2. TikTok/Bytedance Case (Process 1015645–68.2025.8.26.0003): Filed on 19 June 2025, alleging abusive practices by Bytedance Brasil Tecnologia Ltda (TikTok). The case includes a request for emergency relief and is being redistributed from Regional Forum III to the Central Forum due to jurisdictional issues related to Carey's residence in England.
Suellen is suing companies and is expecting a substantial payout. She recently revealed on her Instagram stories that she invested a significant amount of money in her social platforms, which is equivalent to the value of a "great flat." However, she didn't specify the exact amount or location. A great flat in London would be at least £700,000, while in São Paulo, it would be around £100,000. Regardless of the location, this is a substantial amount of money invested in her social platforms. This suggests that Suellen has a high income, yet she still faces challenges in finding affordable housing due to her transgender condition and lack of official employment.

Both cases are represented by attorney Lídio Carlos Rodrigues de Lima Júnior and remain active in Brazil's civil court system as of July 2025.

== Net Worth ==
As of 2025, Suellen Carey's precise net worth is not published by authoritative financial sources. However, public reports indicate that her earnings peak during the Christmas season, with up to US$18,000 generated from holiday performances as a Mariah Carey impersonator. Year-round, her income combines event bookings, social media activity, music streaming, and occasional brand partnerships. Industry norms for influencers with a following over 400,000 on Instagram suggest earning potential in the low five-figures (in US dollars) annually outside of peak periods, with significantly higher months during major campaigns or events.

Factoring in public disclosures regarding income, the costs of living in London, and her investments in professional development (such as reported US$10,000 in appearance-enhancing surgeries), most estimates place her personal net worth in the range below US$100,000 as of 2025. This estimate is based on the information available regarding her work output and scale, not on official financial filings or audit data.

== Controversies ==
In 2020, Carey reportedly applied for Brazil's coronavirus emergency aid (Auxílio Emergencial) while already living in the UK. This drew online criticism questioning her eligibility relative to her status as a digital influencer and emigrant. Official findings regarding the application have been reported.

== Sologamy and self-divorce ==
In 2023, Carey held a self-marriage ceremony in London as an act of self-love and empowerment. She described the ceremony as one of the happiest days of her life. A year later, she publicly announced her divorce from herself after attending ten therapy sessions alone, citing emotional exhaustion and perfectionism.

== Public statements ==
On 31 March 2025, during International Transgender Visibility Day, Carey wrote an open letter to the British royal family, calling for more inclusivity and dialogue for transgender people.

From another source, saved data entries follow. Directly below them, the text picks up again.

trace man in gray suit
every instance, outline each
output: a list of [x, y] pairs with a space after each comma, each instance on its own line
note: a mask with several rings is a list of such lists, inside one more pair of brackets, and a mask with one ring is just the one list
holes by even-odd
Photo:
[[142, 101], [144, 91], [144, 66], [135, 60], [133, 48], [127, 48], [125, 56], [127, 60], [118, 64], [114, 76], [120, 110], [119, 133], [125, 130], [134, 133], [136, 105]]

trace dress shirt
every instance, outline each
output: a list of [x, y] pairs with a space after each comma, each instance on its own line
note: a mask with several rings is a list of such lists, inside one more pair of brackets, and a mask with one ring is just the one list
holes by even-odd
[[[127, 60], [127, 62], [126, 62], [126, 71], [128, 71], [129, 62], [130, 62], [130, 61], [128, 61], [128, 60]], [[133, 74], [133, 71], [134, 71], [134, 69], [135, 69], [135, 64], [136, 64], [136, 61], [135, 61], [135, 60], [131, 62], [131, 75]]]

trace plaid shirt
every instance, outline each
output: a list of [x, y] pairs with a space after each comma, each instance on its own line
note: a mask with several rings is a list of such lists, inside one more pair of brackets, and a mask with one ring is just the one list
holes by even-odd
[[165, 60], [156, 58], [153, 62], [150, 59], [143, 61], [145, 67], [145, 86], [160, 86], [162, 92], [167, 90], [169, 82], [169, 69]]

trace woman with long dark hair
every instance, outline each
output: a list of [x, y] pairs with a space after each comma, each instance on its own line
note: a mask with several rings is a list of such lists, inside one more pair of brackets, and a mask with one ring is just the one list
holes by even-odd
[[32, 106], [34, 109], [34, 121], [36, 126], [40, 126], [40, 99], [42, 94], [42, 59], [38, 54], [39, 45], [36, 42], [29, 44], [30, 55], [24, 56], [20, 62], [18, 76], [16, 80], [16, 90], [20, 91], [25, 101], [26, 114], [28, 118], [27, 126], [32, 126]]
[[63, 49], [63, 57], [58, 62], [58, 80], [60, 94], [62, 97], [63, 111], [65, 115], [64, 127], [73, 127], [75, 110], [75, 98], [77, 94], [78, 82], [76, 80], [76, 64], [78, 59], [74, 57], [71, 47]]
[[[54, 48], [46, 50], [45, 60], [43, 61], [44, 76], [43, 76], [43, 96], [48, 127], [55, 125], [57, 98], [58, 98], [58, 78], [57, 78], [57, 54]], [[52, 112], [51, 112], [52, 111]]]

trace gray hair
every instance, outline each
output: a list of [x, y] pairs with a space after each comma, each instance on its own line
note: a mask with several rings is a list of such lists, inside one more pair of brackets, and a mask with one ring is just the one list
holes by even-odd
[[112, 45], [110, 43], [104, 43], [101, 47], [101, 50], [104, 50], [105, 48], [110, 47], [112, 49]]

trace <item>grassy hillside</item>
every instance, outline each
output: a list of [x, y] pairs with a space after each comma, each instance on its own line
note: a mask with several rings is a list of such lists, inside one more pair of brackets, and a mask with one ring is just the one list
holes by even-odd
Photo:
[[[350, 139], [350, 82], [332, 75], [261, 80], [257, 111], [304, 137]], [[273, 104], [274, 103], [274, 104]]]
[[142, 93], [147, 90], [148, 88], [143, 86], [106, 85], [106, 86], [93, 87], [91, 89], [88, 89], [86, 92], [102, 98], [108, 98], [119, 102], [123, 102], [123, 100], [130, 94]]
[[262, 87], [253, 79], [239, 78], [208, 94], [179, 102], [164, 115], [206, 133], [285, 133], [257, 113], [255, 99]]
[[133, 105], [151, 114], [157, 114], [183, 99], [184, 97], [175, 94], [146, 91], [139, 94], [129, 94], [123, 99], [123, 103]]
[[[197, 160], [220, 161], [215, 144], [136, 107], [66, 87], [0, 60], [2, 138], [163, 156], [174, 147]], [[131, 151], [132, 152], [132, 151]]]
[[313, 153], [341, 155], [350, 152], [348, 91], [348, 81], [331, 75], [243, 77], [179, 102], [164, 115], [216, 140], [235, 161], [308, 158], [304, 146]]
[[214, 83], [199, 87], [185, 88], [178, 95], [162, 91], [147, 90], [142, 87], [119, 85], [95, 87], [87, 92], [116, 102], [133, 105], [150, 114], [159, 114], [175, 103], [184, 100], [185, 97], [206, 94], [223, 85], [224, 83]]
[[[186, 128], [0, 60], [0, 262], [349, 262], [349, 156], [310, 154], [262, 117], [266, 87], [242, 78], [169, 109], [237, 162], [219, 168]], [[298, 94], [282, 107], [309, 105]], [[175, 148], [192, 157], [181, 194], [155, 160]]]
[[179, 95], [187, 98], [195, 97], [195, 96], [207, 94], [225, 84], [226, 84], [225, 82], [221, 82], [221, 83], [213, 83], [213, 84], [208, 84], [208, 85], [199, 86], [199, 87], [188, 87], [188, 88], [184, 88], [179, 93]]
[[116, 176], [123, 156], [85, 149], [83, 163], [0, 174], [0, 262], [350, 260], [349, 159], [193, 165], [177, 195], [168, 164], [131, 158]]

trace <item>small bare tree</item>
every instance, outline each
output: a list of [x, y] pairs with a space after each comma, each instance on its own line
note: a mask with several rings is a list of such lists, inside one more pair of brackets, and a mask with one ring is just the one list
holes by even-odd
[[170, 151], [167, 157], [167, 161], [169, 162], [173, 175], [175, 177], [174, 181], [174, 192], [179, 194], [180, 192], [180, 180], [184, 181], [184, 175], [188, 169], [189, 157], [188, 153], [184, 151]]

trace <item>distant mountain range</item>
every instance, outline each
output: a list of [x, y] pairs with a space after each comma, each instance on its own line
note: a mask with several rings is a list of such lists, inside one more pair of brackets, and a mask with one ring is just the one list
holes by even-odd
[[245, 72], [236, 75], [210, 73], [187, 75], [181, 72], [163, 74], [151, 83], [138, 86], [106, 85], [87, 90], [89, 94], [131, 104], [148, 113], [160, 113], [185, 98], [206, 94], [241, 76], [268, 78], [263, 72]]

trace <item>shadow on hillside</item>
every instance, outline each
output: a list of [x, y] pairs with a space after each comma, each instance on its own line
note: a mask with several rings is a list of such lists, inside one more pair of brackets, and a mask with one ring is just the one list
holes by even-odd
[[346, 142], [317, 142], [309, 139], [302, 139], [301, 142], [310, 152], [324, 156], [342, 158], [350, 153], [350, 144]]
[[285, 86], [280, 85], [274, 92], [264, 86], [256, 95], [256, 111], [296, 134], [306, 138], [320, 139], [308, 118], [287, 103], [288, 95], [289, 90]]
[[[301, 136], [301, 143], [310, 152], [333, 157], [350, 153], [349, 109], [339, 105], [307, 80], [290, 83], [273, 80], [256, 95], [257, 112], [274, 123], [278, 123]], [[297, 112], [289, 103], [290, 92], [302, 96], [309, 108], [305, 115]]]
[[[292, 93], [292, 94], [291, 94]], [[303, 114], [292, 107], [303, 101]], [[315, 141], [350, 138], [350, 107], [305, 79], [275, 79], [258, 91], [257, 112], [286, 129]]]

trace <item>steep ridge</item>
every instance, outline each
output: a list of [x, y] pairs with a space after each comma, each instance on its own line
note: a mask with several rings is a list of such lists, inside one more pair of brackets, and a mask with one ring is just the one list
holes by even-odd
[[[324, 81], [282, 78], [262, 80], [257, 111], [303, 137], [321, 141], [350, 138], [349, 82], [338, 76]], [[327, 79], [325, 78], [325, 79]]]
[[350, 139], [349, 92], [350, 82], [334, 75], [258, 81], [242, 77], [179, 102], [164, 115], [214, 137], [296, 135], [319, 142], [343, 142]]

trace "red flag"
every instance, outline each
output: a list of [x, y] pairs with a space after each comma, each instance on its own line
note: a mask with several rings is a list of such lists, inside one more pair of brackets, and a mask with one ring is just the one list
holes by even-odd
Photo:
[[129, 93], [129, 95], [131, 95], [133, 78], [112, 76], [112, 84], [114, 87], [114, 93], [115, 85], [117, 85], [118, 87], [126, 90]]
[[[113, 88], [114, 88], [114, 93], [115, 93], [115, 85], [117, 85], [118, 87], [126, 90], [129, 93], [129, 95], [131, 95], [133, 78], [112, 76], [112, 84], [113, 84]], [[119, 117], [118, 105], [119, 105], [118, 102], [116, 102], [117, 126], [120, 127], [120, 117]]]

In November 2024, she responded to criticism after gifting a Bible to a friend at a baptism, stating: "My faith does not erase who I am."

== Public image ==
Carey's mix of personal transformation, performance, and online presence has attracted international attention. Her symbolic self-marriage, followed by public divorce, generated discourse around self-love, identity, and social performance in major outlets such as *E! Online*, *New York Post*, *Yahoo*, *AOL*, and *O Globo*.